Thanks for sharing with me, and hopefully some of the readers. A true pleasure that you can see and admit some of the failures.

I think my frustration most obviously is grounded in companies not knowing how to deal with an Internet culture, simply put: to understand behavior and do initiatives based on these. To create something the users like and go into dialogue and collaboration with them – and do it with a long-term focus. Plus, there exist an enormous potential if you are dedicated and do it in right way. Arla are lucky to have a strong, well-known brand (I think), a wide product range and a target group that are dedicated to your products and cooking. This explains the potential!

I think a key issue is the fear of having users destroying or poisoning something. But, you are dealing with your target group, your fans, people with an interest in you, so be open, trust the one`s that like you and you will see the potential. Commenting on a recipe is not dialogue…

The name is miscommunication to your users - as I see it. And beta is a term that explains development and constant improvement, not a term for going into an initiative with fear and anxiety (a controlled wiki).

My suggestion to you: Get a social media strategy, understand the behavior, and unify the different communities. Just to name a few. There are opportunities.

Pls get a contact button, so people are able to get in contact with you directly. Btw interesting initiative (http://www.fremtidensmaaltider.dk/)

And I should just have a recipe for a piece of bread ☺

Christian

2 comments:

Anonymous said...

A true believer in real web 2.0. I love it.

Lets be fair to Arla. They are not the only company trying to work out a digital strategy - and find the perfect compromise between being really digital without leaving the old safe world.

But please get it: We don´t want compromises.

Tove Færch said...

Hi Christian
Exactly one year ago we launched Cookiepedia. We gave it that name as we expected it to become (after 6 months of testing) a user generated wiki on food and cooking. Sitet was to be filled with small articles, practical suggestions, sound and pictures - all within food and cooking.

Unfortunately we now realize that we will not be able to fulfill our own intentions about a real -pedia. We are not courageous enough as we have experienced negative comments to our recipies.

We now take the consequence (thanks to Marketear and Koolhunting for urging us to action) - and we settle for the less ambitious Madleksikon (being Food Encyclopedia).

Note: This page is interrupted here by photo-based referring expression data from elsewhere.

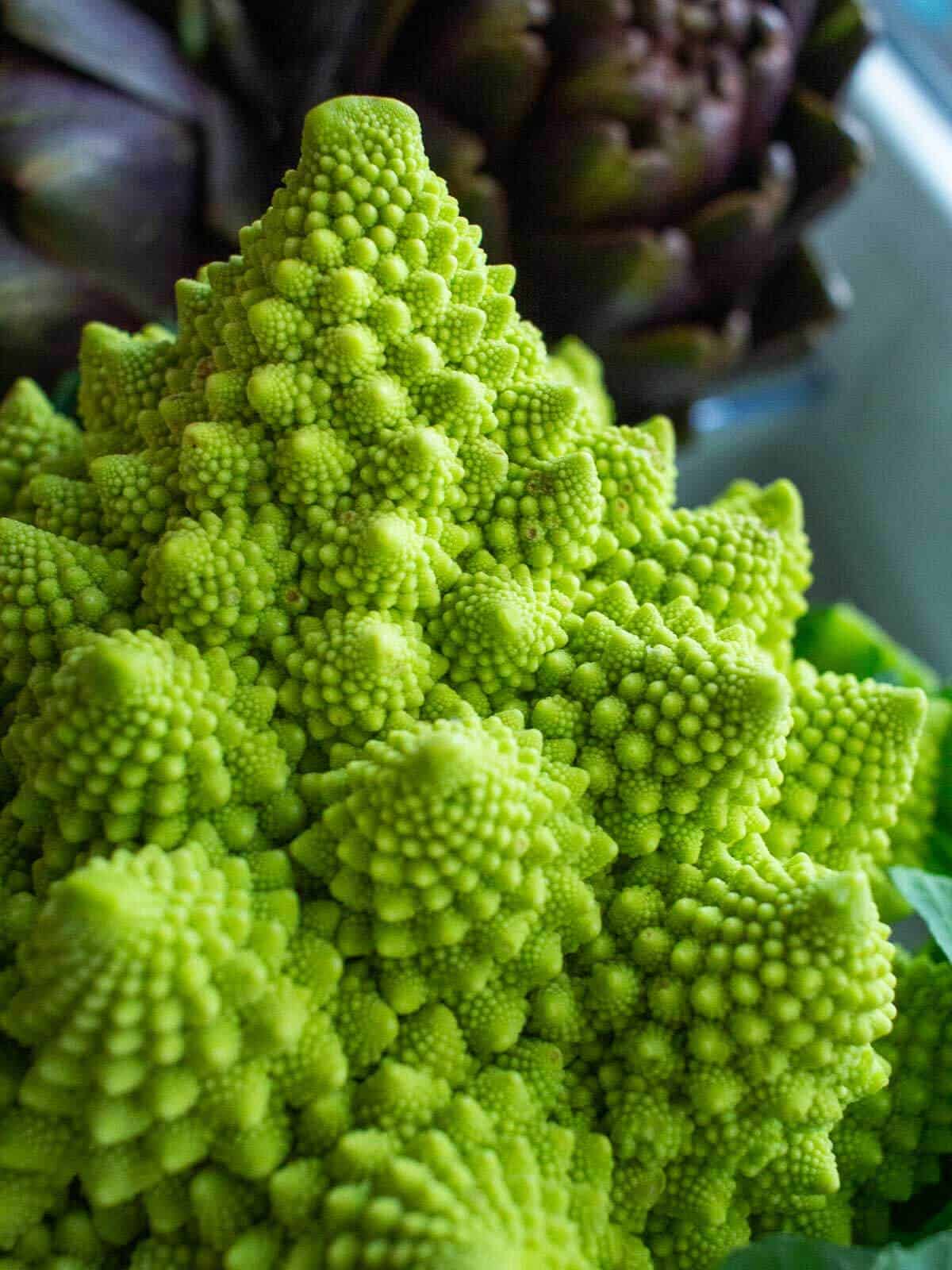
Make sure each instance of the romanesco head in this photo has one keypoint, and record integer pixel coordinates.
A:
(419, 846)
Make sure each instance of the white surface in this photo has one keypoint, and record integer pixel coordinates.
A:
(873, 459)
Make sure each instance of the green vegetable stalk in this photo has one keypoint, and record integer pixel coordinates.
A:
(420, 846)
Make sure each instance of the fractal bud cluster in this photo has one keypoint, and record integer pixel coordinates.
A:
(420, 846)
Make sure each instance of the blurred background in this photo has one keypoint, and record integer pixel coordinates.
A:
(689, 184)
(865, 425)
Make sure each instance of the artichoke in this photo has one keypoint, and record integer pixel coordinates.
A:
(651, 165)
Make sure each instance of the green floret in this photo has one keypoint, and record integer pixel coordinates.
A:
(847, 768)
(349, 676)
(679, 729)
(419, 846)
(136, 738)
(52, 591)
(163, 1030)
(495, 629)
(221, 581)
(33, 438)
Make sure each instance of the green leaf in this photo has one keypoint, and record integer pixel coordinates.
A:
(795, 1253)
(931, 895)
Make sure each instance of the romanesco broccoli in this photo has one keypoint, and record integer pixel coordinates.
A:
(419, 845)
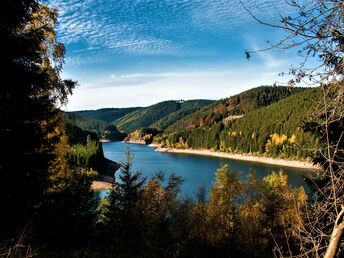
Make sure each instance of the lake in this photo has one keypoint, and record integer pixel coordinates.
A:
(195, 170)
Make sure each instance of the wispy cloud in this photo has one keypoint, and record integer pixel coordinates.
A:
(152, 27)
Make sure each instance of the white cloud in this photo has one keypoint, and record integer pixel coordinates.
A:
(145, 27)
(145, 89)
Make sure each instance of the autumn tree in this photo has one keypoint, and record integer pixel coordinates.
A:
(316, 31)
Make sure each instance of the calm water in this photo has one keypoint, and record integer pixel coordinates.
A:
(195, 170)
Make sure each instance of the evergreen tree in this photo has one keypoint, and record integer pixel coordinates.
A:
(30, 93)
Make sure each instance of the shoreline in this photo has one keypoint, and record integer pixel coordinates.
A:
(135, 142)
(244, 157)
(100, 185)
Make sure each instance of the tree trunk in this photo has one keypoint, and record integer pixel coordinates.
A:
(335, 236)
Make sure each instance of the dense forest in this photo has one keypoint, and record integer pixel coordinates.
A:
(261, 131)
(47, 166)
(160, 115)
(101, 128)
(234, 106)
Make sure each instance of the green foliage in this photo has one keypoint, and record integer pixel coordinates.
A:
(30, 92)
(261, 131)
(225, 109)
(142, 135)
(160, 115)
(101, 128)
(89, 155)
(104, 114)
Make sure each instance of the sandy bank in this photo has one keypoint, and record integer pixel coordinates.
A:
(135, 141)
(245, 157)
(155, 145)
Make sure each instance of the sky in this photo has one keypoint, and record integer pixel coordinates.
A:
(126, 53)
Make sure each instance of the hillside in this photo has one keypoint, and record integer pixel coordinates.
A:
(160, 115)
(233, 107)
(274, 130)
(101, 128)
(104, 114)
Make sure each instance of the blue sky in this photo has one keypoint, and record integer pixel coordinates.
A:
(139, 52)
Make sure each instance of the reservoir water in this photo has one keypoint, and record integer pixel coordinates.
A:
(195, 170)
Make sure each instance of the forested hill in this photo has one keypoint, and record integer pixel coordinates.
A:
(275, 130)
(160, 115)
(233, 107)
(104, 114)
(102, 128)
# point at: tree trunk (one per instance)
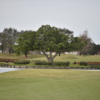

Karolines Kitchen and our external partners will develop and create the content, but we still hope some users will participate in suggesting themes, creating new articles etc, by using the comment area.

Our web colleagues are still working on mayor changes on the arla.dk-site and are therefor under a lot of pressure. They cannot give me an exact date but I have been told not to expect the change from Cookiepedia to Madleksikon to take place before Mid June.